Indian Pediatrics 2000;37: 1278.

Bullous Ichthyosis


A one- month-old female child, product of non-consanguineous marriage presented with widespread areas of denuded skin, blistering and with areas of hyperkeratotic small, hard verrucous scales (Fig. 1). During subsequent 1 month, she presented with recurrent blisters which were secondarily infected. She was treated with antibiotics and Vitamin-A. After 2 months, blistering improved but hyper-keratosis persisted. Now the child is surviving and 6 months old. Histopathologic examination of skin showed epidermolytic hyperkeratosis, acanthosis and intracellular vacuolation of spinous cell layers which was consistent with bullous ichthyosis.

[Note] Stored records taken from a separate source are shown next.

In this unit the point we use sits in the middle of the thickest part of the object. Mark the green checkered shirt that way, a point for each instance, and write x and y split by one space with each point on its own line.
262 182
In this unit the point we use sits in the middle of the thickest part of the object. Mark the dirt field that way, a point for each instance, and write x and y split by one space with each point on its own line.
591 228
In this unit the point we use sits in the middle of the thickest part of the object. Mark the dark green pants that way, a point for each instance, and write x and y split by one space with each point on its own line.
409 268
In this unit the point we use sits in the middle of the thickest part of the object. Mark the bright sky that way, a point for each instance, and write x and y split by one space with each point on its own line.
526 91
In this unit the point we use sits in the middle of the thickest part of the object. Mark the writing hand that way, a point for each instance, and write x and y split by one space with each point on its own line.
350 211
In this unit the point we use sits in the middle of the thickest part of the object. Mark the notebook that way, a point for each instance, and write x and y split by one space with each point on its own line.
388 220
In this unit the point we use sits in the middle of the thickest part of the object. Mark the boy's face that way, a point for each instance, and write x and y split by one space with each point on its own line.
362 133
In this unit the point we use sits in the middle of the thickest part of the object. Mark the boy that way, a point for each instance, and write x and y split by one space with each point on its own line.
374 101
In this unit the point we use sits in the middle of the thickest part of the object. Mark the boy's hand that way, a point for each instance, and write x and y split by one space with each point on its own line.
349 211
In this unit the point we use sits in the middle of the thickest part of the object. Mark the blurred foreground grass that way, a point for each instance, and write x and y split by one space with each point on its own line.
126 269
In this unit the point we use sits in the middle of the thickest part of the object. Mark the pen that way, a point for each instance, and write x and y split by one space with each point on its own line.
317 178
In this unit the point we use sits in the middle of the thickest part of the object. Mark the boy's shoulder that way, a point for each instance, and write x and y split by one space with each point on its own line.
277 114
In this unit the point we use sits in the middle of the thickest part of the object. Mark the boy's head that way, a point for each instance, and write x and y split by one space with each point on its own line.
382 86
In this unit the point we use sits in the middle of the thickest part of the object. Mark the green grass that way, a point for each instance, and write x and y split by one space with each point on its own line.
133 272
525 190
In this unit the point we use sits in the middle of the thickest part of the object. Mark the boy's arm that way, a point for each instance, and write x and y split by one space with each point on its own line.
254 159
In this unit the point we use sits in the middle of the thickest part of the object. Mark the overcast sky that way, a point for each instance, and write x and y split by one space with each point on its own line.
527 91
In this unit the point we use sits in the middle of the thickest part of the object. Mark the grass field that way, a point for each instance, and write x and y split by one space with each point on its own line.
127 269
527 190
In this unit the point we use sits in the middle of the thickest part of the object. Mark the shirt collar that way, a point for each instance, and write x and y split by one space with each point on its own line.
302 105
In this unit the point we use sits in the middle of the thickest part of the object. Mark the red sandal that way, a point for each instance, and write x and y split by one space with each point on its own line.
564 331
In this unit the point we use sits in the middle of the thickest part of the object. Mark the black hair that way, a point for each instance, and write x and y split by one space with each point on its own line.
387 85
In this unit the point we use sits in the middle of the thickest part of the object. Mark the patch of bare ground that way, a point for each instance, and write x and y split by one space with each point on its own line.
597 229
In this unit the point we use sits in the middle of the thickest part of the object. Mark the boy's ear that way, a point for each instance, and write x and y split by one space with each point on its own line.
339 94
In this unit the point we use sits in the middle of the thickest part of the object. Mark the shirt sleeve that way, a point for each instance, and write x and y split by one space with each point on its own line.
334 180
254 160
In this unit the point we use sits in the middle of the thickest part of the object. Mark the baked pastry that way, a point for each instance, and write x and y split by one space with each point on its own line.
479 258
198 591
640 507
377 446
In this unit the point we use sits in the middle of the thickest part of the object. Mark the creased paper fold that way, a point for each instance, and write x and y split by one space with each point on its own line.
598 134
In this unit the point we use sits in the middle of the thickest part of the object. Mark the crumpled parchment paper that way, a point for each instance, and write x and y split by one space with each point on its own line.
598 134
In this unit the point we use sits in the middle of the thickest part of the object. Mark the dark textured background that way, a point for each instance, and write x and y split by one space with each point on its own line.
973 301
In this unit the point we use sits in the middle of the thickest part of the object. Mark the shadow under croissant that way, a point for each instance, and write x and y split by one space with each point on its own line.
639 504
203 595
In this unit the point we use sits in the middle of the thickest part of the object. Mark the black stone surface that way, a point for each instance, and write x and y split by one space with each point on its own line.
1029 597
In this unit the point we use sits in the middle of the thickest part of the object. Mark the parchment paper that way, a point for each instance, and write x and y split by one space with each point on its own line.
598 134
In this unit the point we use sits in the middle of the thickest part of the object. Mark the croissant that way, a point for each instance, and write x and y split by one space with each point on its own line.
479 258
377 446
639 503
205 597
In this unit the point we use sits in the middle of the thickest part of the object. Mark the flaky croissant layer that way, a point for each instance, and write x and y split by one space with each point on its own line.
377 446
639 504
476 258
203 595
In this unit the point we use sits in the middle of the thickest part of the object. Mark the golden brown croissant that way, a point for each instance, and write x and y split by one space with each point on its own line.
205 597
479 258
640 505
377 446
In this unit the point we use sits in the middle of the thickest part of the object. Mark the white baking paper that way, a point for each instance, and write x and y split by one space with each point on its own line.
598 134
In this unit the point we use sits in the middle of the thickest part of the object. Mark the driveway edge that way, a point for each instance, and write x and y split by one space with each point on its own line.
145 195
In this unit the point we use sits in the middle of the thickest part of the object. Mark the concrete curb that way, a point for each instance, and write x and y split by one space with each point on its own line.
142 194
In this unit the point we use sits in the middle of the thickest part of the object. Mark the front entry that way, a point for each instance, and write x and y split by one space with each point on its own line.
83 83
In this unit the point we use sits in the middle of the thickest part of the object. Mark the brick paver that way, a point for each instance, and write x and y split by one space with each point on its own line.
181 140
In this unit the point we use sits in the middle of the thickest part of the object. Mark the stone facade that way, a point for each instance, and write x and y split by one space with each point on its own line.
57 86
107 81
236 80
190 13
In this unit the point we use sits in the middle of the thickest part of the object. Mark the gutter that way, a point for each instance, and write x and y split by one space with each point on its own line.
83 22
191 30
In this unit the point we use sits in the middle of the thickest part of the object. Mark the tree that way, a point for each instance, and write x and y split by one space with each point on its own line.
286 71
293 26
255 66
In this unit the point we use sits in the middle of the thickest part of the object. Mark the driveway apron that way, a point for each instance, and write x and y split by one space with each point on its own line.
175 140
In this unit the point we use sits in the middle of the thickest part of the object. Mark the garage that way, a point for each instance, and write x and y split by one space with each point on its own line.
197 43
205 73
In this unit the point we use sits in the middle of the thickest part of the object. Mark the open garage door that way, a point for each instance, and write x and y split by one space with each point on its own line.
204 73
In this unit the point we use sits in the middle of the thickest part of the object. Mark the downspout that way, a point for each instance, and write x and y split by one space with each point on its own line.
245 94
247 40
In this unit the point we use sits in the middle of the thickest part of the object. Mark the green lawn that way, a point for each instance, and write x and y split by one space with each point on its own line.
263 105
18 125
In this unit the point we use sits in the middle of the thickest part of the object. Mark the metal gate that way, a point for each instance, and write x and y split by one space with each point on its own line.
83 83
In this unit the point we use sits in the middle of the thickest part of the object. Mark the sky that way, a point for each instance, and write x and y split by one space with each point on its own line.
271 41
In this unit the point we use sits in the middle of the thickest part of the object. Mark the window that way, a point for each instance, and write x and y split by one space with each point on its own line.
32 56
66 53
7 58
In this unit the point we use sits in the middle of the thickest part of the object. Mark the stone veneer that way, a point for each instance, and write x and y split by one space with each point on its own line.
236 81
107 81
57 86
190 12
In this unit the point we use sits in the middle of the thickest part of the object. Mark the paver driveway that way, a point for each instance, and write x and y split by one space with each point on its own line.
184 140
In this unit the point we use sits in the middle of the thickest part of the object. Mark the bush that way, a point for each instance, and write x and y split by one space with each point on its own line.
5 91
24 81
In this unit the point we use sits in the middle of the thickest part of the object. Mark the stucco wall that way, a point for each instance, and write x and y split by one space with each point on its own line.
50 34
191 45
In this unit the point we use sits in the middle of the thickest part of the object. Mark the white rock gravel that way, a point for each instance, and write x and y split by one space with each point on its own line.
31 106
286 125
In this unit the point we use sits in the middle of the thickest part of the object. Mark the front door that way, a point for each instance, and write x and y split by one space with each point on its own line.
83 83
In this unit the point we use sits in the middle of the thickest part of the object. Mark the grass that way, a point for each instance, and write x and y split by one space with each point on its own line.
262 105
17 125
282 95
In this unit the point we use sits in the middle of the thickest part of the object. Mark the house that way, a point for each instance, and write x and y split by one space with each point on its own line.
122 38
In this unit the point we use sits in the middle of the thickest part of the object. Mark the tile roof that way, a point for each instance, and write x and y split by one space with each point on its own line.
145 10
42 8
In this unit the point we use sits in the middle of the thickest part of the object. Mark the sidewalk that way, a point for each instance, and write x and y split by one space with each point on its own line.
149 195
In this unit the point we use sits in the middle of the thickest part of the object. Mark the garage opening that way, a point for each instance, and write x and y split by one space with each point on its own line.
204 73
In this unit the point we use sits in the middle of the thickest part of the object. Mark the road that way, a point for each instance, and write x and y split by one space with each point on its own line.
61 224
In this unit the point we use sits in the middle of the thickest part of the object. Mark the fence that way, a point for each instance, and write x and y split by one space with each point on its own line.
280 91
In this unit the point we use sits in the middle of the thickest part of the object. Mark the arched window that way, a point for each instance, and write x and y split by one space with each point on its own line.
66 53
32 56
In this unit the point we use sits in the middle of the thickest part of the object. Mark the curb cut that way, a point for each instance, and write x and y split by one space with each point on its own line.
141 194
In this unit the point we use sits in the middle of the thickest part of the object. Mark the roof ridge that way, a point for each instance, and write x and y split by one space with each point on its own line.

Bullous ichthyosis is an autosomal dominant disorder characterized by onset at birth, generalized erythroderma, recurrent bullae and severe hyperkeratosis. Verrucous hyperkeratosis becomes secondarily infected producing foul body odor. With time, blistering component diminishes while scaling compo-nent usually remains life long. Oral retinoids are moderately effective, but skeletal toxicity may occur; these should therefore be given for the shortest period at the lowest effective dose.

Fig. 1. One-month-old child with blisters, denuded skin and small warty hyperkeratotic scales.

S.K. Swain,
Specialist in Pediatrics,
U.G.P.H.C., Patkura
District Kendrapara 754 228,
Orissa, India.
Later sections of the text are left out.